Authors: Stuart Harrison
I shut down the file I was working on and the Spectrum logo which I’d put on my desktop winked on and off. Before I closed down the screen I checked my schedule. I’d made a note months ago to remind me of an exhibition that Alice was holding the following night which until then I had totally forgotten about. Marcus and Alice had been living together for the past two years. She was an artist who worked from a studio he had built for her at the back of the cottage they shared in Sausalito. The idea of going to one of Alice’s exhibitions wouldn’t normally rate highly on a list of fun things to do but I thought maybe this was a chance to start mending fences. It had been a while since the four of us had done anything together, though there had been a time when we’d all go to a restaurant maybe once a month or so, or spend the occasional day out on the launch that Marcus owned. He’d always liked boats. In college he had a kayak. Sometimes he’d persuade me to go out with him and we’d paddle for miles on the grey Pacific in all kinds of weather, the sea sometimes choppy, the wind throwing spray in our faces, in winter the cold turning my hands blue. It didn’t matter to Marcus, he liked to be out on the water.
After he bought the launch, Sally and I used to spend weekends away with him and whoever was his girlfriend of the moment. We’d cruise down the coast and find some secluded bay to anchor where we’d swim and barbecue on the beach in the evening. When Alice came along we didn’t go so often. She and I had rubbed each other up the wrong way from the beginning. No question that she was a looker. Heads turned when she entered a room, and I was as struck with her Nordic beauty as the next guy would be. The problem was that I saw something in her eye the first time we met, and I soon realized it was a kind of disdain. It became apparent she considered herself unappreciated as far as her art was concerned. She thought the world turned on commerce and thought too highly of those who had the ability to make a buck, that people like herself were undervalued. That meant me. Forty-eight hours confined on a boat together was more than either of us could stand. Usually we ended up in some kind of argument that left Sally and Marcus looking on uncomfortably from the sidelines.
I went in search of Marcus. The office was deserted and I realized it was later than I’d thought, but I found Marcus still at his desk. He looked up when he sensed me in the doorway, and when he saw who it was he frowned a little.

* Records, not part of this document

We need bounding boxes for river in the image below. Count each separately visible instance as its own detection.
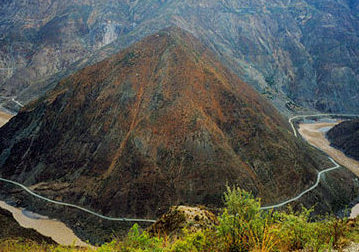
[0,111,89,247]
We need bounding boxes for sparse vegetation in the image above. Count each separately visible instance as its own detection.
[0,188,359,252]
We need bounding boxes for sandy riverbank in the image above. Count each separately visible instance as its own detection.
[298,122,359,218]
[0,201,88,247]
[298,122,359,177]
[0,111,13,127]
[0,111,88,247]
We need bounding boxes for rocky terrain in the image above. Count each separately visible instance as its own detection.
[0,208,56,244]
[0,28,357,240]
[0,0,359,112]
[327,119,359,160]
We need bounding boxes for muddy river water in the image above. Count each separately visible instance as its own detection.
[298,121,359,218]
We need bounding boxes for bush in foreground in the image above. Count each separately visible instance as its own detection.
[0,187,359,252]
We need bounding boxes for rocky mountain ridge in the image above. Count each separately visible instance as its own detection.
[327,119,359,160]
[0,28,357,241]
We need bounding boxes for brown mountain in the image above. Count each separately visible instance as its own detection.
[0,28,358,242]
[327,119,359,160]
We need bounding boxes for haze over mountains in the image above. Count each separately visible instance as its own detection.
[0,0,359,112]
[0,28,357,236]
[327,119,359,160]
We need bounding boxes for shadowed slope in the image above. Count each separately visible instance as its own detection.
[0,28,356,224]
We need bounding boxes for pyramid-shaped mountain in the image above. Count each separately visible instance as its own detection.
[0,28,356,220]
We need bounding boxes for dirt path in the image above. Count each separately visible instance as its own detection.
[0,201,88,247]
[298,122,359,218]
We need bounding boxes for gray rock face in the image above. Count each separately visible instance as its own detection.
[0,0,359,112]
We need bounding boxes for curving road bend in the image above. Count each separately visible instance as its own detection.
[0,114,358,219]
[261,114,359,210]
[0,178,156,223]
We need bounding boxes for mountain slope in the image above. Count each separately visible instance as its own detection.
[0,28,355,242]
[327,119,359,160]
[0,0,359,112]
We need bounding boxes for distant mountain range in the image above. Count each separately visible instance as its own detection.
[0,28,356,242]
[0,0,359,112]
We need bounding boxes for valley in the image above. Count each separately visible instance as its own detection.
[0,0,359,248]
[0,201,88,247]
[299,121,359,176]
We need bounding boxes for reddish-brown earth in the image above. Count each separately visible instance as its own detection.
[0,28,358,242]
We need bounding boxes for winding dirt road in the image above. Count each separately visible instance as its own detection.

Tjust saw a note about Alice’s exhibition,” I said. “I thought we might come along.”
He looked surprised. “You don’t need to do that.”
“I’d like to.”
“I thought you didn’t enjoy that kind of thing?”
It was true I didn’t, but I figured I could keep the peace for an evening. “It’s never too late to change is it?” I quipped. I don’t think he was sure what I intended him to read into that.
“I suppose,” he agreed uncertainly.
“Why don’t we have dinner afterwards, the four of us?”
I could see he was less than enthusiastic about the idea, but he thought it over and it was clear he couldn’t think of a way to turn me down. “I’ll mention it to Alice.”
“Great. It’ll be good to see her again.”
I went back to my desk and about ten minutes after that I saw him leave, and a half-hour later I decided to call it a day myself. I thought I was alone but when I turned out the lights at reception I saw a light was still on in the office so I went back to switch it off. It turned out that it was coming from Karen’s room, who besides myself was our only account manager. She was typing into her laptop, her expression concentrated, illuminated by her desk lamp.
“Working late?” I said.
She looked up with a start. “I didn’t hear you.”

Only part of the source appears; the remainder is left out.